Master’s Thesis Project — ITMO University
A research prototype for Asynchronous Software Tessellation, developed as part of a Master’s thesis at ITMO University. It demonstrates a GPU-based procedural tessellation algorithm integrated with asynchronous compute to overlap tessellation workloads with other rendering tasks (shadow mapping, post-processing, etc.) in DirectX 12.
- Compute‐Shader Tessellation
- Procedural subdivision via binary‐rule keys stored in GPU buffers.
- Both uniform and view‐dependent adaptive LOD.
- Frustrum culling
- Asynchronous Compute
- Overlaps tessellation compute with shadow‐map and post‐processing passes.
- Camera‐motion prediction to drive next‐frame tessellation.
- Graphics Techniques
- Deferred rendering.
- Shadow mapping (Cascaded Shadow Maps).
- Post‐processing: Motion Blur, Bloom, Chromatic Aberration, Tone Mapping.
- Interactive UI
- ImGui overlay to tweak LOD, toggle async/sync, enable/disable effects.
- Frame-time display and live profiling markers.
This section illustrates the overall application workflow and the detailed rendering sequence for a single frame utilizing asynchronous compute.
The implementation was evaluated across eight GPU configurations (GTX 1050 Ti, GTX 1080 Ti, RTX 2080 Ti, RTX 3060 Laptop, RTX 3080, RTX 3090, RTX 4070 Ti, RTX 4090) and five application scenarios:
- Config 1: High-detail procedural terrain.
- Config 2: High-detail 3D model.
- Config 3: Low-detail 3D model.
- Config 4: Low-detail procedural terrain.
- Config 5: High-detail procedural terrain with simplified pixel shader.
Each scenario included cascaded shadow maps, multiple colored point lights, full post‑processing effects, and a rotating camera.
Asynchronous tessellation modes yielded a 10–30% reduction in frame time, with AsyncAll often the top performer.

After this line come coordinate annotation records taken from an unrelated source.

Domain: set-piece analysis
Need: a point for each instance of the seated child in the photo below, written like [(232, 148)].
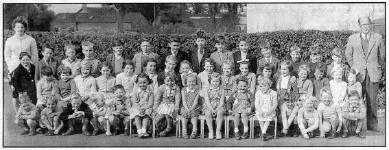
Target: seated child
[(336, 63), (105, 83), (308, 118), (289, 112), (65, 87), (117, 111), (214, 105), (27, 115), (167, 103), (353, 84), (267, 72), (295, 60), (242, 102), (85, 83), (99, 109), (265, 106), (190, 109), (286, 82), (142, 104), (204, 76), (170, 65), (127, 77), (140, 58), (45, 87), (228, 80), (50, 116), (338, 87), (251, 78), (354, 115), (330, 115), (75, 113), (304, 85), (221, 54), (47, 61), (71, 61), (185, 71), (320, 80), (87, 50)]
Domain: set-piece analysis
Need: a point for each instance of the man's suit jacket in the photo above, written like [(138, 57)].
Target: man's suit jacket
[(369, 60), (139, 61), (111, 60), (252, 60), (274, 63), (198, 65), (181, 55), (53, 64)]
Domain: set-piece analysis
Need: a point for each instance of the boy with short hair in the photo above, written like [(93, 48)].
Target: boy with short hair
[(76, 112), (70, 61), (337, 64), (87, 50), (354, 115), (47, 60), (295, 55), (330, 115), (117, 59), (308, 118), (27, 115), (140, 58), (267, 58), (65, 86)]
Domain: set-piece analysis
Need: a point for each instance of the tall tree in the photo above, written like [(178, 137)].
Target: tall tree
[(39, 17)]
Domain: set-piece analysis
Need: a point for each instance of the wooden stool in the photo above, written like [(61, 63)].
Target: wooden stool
[(253, 118)]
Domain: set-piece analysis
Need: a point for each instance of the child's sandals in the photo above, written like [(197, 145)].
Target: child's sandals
[(193, 135)]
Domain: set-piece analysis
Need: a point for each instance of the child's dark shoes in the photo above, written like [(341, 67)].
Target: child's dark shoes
[(245, 135), (32, 132), (344, 135), (25, 132), (68, 132), (94, 133), (237, 136)]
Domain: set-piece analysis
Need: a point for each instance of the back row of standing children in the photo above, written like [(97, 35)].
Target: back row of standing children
[(140, 92)]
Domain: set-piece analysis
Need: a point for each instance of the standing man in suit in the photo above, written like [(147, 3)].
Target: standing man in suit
[(117, 59), (268, 58), (365, 51), (140, 58), (244, 55), (176, 52), (198, 55)]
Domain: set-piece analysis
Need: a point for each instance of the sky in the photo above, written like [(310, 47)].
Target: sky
[(69, 8)]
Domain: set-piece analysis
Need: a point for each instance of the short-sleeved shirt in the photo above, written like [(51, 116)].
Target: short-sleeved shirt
[(104, 84), (85, 85), (328, 111)]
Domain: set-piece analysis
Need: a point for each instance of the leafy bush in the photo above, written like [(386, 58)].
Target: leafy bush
[(280, 41)]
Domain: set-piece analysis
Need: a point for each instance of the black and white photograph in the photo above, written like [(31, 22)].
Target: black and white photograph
[(193, 74)]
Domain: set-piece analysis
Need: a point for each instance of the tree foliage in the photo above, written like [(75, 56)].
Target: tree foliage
[(39, 17)]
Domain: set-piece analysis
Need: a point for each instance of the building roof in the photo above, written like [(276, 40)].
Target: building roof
[(97, 15)]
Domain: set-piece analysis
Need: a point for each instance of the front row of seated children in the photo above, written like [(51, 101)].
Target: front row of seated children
[(169, 101)]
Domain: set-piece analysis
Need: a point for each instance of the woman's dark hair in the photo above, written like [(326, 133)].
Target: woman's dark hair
[(22, 54), (150, 60), (117, 43), (143, 75), (21, 20), (46, 71), (128, 62), (119, 86)]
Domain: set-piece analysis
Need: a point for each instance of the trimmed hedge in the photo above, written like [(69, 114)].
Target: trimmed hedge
[(279, 40)]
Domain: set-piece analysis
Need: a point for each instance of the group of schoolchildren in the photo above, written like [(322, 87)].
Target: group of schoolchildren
[(310, 99)]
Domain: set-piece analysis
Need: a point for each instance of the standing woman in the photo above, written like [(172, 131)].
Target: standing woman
[(23, 80), (19, 42)]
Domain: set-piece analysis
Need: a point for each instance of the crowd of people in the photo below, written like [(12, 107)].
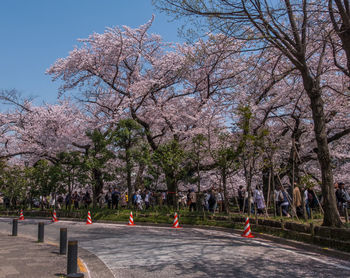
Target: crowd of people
[(287, 200)]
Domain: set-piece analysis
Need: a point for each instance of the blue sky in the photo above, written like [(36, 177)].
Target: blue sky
[(34, 33)]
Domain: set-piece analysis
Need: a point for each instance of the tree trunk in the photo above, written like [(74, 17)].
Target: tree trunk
[(224, 186), (172, 189), (331, 214), (98, 185), (128, 177)]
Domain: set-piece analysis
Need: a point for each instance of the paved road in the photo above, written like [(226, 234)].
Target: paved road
[(141, 251)]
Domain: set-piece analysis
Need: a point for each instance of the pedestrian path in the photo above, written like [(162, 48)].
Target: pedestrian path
[(23, 257)]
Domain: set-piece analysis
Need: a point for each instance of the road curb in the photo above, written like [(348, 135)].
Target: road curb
[(297, 244), (86, 259)]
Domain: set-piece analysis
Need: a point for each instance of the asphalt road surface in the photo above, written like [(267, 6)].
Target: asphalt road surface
[(141, 251)]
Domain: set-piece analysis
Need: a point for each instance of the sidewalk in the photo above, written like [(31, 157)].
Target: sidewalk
[(22, 257)]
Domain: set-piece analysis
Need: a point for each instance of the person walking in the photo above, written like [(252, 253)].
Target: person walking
[(241, 193), (108, 198), (297, 200), (193, 198), (259, 199), (285, 203)]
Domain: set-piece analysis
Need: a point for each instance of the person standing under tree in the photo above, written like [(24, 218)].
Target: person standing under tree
[(259, 199), (297, 200), (193, 198)]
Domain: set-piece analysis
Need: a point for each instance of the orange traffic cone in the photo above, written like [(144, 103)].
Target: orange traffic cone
[(88, 220), (247, 232), (21, 217), (176, 222), (131, 220), (54, 217)]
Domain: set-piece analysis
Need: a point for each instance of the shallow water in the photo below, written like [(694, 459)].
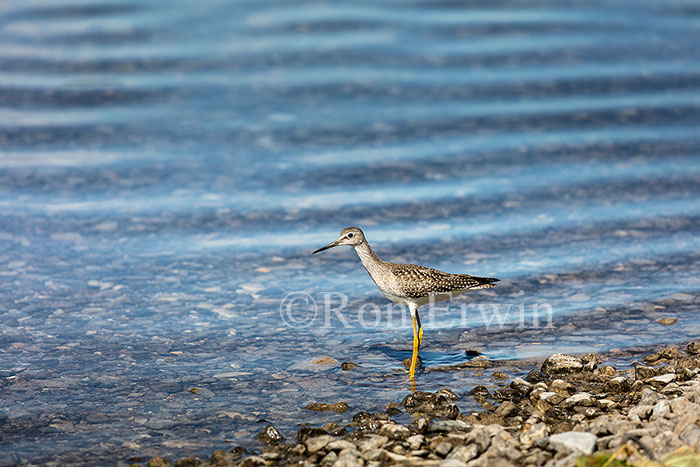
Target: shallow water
[(166, 168)]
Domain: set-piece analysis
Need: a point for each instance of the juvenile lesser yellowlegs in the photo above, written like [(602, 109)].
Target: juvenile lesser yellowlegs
[(409, 284)]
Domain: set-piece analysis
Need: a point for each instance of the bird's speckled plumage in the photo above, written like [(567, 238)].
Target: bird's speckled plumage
[(409, 284), (420, 281)]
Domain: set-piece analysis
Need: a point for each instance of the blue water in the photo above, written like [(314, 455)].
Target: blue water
[(166, 168)]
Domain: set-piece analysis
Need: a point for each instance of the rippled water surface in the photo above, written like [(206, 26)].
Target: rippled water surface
[(166, 168)]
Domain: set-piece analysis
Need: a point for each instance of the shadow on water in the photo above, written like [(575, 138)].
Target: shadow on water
[(429, 358)]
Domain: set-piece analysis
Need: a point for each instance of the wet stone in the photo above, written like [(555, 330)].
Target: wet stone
[(365, 421), (573, 441), (642, 372), (407, 363), (159, 462), (667, 321), (534, 377), (317, 443), (560, 364), (339, 407), (669, 353), (307, 432), (395, 431), (521, 386)]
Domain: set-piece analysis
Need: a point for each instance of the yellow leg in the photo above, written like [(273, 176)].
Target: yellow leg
[(420, 330)]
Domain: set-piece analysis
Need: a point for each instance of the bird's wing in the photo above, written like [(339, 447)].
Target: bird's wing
[(420, 281)]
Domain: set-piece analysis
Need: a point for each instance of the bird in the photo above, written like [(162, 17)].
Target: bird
[(408, 284)]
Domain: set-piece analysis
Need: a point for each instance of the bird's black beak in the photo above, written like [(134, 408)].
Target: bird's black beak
[(330, 245)]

Parallelizing tessellation alongside shadow‐map generation maximized GPU utilization and reduced idle periods.
The chart below, captured in NVIDIA Nsight Graphics, illustrates the distribution of GPU and memory resources for Config 1 in Direct mode (A) versus AsyncShadowMap mode (B).
AsyncAll and AsyncShadowMap modes were most stable, delivering 5–20% gains despite a heavy 2.5 million‑triangle load. AsyncPostProcess underperformed due to high VRAM pressure from simultaneous texture sampling.
With only ~300 k vertices (low tessellation), overheads from queue synchronization offset compute gains, yet AsyncAll still led marginal improvements.
While AsyncPostProcess saw minimal speedup, running tessellation alongside shadow rendering proved most effective. Overall, AsyncAll averaged a 2–10% frame time reduction due to fewer synchronization barriers.
Simplifying the pixel shader reduced G‑buffer costs, shifting the bottleneck to compute. As a result, asynchronous gains varied but AsyncAll remained the safest choice for consistent improvements (20–60% gains).
Q: Why were mesh shaders not considered in this work and what impact could they have on the proposed approach?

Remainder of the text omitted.